À première vue, ce mode opératoire peut paraître inévitable au regard de l'urgence de la situation : il s'agissait de créer un nouvel impôt et de commencer à le recouvrer avant la fin de l'exercice budgétaire, ce qui n'aurait peut-être pas été compatible avec le dépôt d'un unique projet de loi de finances rectificative. En effet, si seulement deux semaines séparaient le dépôt du premier projet de loi de finances rectificative du second, la promulgation des deux textes était en revanche décalée de près de quatre semaines (à savoir le 1 er décembre puis le 28 décembre).
En effet, tant que le Gouvernement continuera de présenter des projets de loi de finances rectificative de fin de gestion qui constituent en réalité des « séances de rattrapage » du projet de loi de finances, leur adoption ne pourra qu'être tardive - malgré le rythme extrêmement contraint auquel se soumettent les assemblées, le Sénat examinant le projet de loi de finances rectificative de fin de gestion le lendemain de sa transmission nocturne.

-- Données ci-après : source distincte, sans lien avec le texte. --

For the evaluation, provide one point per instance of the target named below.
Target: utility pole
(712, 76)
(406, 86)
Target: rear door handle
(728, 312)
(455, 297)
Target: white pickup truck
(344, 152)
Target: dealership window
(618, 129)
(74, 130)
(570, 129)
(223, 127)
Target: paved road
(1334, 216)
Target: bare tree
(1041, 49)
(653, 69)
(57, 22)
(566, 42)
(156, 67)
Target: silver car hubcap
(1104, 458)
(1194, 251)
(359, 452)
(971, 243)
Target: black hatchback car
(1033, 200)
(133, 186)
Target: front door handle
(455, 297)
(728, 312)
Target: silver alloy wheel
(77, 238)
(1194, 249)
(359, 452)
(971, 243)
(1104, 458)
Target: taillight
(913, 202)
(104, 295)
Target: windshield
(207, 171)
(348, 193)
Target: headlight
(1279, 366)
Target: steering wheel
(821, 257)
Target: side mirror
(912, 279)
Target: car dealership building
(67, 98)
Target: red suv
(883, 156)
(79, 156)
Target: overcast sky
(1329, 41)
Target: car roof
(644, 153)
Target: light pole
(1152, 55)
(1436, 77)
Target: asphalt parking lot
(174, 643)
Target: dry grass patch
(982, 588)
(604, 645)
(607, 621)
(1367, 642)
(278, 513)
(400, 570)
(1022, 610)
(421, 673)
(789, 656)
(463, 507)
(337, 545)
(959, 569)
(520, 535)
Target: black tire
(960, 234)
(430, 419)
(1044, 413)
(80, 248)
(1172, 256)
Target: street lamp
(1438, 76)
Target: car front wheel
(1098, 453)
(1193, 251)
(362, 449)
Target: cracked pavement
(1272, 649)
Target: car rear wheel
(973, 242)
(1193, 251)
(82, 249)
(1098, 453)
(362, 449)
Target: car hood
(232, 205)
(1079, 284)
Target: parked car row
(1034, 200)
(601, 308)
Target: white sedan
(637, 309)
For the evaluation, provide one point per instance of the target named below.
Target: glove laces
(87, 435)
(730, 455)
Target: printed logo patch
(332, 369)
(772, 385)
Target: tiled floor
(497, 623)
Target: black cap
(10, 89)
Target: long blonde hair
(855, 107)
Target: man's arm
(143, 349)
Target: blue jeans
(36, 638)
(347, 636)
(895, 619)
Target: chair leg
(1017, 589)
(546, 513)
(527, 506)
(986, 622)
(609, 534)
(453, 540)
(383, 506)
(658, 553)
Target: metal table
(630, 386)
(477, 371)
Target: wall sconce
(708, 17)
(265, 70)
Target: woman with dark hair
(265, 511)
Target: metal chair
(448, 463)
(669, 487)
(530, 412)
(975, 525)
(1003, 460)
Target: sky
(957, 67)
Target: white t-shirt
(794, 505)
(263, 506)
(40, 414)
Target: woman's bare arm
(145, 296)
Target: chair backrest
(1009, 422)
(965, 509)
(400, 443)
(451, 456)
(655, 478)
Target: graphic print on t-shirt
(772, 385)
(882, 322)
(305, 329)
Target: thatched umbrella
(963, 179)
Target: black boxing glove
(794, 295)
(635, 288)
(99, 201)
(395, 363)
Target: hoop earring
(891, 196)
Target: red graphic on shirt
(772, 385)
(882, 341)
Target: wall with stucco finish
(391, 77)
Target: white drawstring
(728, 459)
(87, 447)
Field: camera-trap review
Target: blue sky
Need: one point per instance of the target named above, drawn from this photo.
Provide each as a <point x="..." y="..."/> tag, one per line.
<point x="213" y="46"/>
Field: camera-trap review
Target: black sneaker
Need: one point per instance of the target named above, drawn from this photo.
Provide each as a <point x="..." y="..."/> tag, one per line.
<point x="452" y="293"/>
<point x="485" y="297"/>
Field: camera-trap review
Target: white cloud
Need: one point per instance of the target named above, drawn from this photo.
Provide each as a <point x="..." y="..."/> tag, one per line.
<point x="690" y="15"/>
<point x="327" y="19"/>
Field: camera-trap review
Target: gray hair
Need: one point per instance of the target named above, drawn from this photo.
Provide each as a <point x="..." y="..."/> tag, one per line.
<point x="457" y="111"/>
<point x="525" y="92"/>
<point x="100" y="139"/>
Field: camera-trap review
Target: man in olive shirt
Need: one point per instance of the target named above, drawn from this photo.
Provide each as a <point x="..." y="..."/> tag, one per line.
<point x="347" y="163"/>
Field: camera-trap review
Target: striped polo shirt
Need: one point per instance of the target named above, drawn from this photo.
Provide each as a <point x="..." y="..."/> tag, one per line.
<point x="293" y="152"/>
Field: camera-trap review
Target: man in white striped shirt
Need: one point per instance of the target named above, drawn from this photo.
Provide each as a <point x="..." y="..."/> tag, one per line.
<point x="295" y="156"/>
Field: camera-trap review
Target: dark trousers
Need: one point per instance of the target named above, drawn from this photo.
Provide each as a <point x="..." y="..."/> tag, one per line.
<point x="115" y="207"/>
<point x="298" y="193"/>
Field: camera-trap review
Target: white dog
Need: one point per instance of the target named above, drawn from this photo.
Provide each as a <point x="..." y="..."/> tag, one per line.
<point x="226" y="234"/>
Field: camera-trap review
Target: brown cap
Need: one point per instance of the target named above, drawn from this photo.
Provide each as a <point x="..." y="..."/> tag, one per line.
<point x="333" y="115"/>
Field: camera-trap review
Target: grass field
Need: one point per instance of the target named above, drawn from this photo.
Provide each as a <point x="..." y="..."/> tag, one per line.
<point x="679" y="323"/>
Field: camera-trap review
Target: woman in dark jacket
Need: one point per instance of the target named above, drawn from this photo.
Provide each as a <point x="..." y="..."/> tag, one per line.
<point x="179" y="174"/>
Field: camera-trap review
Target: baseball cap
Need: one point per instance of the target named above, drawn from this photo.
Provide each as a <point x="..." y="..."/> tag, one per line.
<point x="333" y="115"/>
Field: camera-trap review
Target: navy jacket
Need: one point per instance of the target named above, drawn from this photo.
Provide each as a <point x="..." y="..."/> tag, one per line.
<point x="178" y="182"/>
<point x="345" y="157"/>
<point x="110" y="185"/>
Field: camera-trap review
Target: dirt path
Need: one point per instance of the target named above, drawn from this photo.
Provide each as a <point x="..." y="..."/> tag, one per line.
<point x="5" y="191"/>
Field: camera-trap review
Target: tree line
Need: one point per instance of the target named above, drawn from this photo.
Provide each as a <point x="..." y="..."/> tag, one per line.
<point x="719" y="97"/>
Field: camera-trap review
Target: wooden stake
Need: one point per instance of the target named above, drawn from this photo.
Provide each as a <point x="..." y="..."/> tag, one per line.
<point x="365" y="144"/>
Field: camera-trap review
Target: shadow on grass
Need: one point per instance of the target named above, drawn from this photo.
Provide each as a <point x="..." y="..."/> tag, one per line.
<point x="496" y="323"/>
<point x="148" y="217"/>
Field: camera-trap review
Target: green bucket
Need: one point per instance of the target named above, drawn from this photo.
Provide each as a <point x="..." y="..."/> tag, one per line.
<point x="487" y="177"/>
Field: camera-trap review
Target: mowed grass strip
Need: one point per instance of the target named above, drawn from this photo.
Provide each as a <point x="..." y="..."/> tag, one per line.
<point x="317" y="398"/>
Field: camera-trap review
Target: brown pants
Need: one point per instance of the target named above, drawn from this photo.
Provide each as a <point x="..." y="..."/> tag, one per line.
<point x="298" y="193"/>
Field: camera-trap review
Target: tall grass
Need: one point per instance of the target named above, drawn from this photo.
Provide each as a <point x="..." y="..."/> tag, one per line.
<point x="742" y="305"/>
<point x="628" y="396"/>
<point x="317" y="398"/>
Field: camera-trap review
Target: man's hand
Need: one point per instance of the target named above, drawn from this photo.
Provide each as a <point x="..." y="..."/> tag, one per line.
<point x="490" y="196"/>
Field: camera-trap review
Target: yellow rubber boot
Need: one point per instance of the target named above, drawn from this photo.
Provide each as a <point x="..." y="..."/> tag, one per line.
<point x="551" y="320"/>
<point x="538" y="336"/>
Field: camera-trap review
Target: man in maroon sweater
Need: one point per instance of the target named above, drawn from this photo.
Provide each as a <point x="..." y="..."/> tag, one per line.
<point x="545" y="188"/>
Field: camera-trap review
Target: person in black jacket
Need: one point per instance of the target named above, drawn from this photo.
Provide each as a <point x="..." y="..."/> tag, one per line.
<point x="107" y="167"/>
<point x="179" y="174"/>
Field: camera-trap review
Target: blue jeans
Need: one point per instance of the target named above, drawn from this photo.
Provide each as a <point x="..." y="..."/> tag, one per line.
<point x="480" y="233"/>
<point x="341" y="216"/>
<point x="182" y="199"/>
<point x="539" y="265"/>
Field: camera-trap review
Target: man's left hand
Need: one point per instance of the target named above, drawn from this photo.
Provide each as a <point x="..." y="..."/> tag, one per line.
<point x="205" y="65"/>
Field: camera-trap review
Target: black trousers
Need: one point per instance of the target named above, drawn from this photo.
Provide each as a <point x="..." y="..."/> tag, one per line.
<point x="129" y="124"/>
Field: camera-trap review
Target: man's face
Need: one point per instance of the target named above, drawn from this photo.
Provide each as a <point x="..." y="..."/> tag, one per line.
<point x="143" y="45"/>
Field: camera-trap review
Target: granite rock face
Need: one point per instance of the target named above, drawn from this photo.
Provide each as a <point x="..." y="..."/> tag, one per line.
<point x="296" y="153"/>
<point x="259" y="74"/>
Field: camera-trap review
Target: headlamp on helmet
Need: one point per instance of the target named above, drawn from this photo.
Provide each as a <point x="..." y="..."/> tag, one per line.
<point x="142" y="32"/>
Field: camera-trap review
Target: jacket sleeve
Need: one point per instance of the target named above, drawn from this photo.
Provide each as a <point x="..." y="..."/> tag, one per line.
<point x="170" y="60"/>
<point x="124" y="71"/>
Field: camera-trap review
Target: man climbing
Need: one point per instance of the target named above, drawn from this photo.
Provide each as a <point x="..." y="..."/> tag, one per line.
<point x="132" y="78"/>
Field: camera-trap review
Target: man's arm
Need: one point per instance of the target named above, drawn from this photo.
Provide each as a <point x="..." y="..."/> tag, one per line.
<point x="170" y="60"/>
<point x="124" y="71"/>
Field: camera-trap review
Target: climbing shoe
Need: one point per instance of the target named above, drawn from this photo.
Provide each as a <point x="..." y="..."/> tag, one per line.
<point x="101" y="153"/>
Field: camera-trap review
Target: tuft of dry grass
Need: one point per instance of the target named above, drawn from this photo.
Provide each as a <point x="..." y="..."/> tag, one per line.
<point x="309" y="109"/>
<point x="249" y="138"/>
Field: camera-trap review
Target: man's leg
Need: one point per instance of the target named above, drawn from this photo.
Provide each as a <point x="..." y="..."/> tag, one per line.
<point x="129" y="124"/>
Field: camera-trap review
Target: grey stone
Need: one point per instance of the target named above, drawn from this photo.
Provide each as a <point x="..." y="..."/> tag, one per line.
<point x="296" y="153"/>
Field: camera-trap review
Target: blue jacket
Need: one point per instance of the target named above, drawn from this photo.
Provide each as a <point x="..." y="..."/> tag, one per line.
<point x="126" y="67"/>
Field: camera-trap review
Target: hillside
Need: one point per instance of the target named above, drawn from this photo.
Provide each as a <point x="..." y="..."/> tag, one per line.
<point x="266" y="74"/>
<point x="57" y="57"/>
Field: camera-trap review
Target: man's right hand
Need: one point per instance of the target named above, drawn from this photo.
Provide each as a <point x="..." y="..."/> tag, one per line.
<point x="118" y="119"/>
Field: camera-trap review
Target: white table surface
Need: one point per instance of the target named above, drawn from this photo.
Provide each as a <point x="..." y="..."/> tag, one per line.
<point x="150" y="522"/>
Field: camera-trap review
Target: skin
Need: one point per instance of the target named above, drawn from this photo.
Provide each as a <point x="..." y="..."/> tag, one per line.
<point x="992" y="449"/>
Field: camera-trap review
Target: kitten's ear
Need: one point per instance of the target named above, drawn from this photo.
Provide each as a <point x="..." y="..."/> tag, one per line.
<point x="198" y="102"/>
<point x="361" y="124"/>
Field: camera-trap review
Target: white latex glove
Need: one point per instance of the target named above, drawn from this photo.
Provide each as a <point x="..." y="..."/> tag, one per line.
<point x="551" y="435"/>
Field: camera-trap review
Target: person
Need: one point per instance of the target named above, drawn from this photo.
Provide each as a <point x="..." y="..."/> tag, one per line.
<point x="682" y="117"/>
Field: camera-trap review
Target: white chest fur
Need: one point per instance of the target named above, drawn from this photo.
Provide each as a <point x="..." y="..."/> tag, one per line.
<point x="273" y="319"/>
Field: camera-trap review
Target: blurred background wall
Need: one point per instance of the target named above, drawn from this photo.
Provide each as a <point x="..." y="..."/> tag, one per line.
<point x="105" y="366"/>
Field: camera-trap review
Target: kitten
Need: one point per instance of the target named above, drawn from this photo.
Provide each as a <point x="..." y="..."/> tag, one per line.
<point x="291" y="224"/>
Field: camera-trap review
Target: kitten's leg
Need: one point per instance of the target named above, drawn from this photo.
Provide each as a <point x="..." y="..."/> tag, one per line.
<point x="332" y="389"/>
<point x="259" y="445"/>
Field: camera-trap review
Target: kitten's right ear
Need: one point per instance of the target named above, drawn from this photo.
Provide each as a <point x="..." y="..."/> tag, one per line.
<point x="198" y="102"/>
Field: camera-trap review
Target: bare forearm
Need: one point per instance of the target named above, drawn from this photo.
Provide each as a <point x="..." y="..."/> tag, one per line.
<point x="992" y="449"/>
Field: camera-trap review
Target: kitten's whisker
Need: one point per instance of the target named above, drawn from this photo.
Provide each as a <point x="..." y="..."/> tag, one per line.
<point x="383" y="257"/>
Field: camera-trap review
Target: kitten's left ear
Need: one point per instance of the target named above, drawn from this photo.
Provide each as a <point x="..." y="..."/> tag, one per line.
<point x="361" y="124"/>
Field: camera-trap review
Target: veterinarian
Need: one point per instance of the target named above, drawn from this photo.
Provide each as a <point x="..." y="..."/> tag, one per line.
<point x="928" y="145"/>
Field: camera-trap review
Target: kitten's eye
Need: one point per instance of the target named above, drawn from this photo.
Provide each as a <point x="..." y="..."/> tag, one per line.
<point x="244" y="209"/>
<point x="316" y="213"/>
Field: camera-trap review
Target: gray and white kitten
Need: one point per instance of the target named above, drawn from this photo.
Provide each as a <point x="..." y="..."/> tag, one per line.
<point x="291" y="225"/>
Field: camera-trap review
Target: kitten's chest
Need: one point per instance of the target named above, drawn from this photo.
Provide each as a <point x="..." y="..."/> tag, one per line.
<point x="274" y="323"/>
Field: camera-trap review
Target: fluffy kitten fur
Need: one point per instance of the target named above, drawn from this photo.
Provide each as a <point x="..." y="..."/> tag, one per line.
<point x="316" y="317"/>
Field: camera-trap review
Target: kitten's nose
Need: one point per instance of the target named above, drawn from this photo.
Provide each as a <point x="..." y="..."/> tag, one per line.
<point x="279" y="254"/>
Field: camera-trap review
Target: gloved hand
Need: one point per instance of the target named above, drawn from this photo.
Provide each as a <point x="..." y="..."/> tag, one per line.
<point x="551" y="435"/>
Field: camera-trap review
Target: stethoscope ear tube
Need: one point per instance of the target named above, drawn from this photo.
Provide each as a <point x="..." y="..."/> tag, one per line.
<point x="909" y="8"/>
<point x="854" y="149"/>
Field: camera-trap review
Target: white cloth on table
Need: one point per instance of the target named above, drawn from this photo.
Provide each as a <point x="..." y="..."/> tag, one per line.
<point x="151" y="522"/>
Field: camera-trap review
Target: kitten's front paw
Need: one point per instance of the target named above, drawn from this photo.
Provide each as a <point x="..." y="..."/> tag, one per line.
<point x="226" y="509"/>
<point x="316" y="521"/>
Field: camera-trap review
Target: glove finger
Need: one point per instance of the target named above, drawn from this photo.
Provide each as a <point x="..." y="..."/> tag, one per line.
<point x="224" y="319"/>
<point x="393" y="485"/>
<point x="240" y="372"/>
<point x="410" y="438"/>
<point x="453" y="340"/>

Mais ce raisonnement n'est valable qu'à pratique constante. Si les projets de loi de finances rectificatives retrouvaient leur vocation initiale , qui est de procéder à des ajustements en recettes et en dépenses qui ne pouvaient pas être anticipés en loi de finances initiale et qui portent sur l'exercice en cours, la fusion d'un PLFR d'urgence déposé en novembre et créant une nouvelle contribution avec le PLFR portant le schéma de fin de gestion serait tout à fait envisageable .
* 42 Loi n° 2017-1640 du 1 er décembre 2017 de finances rectificative pour 2017.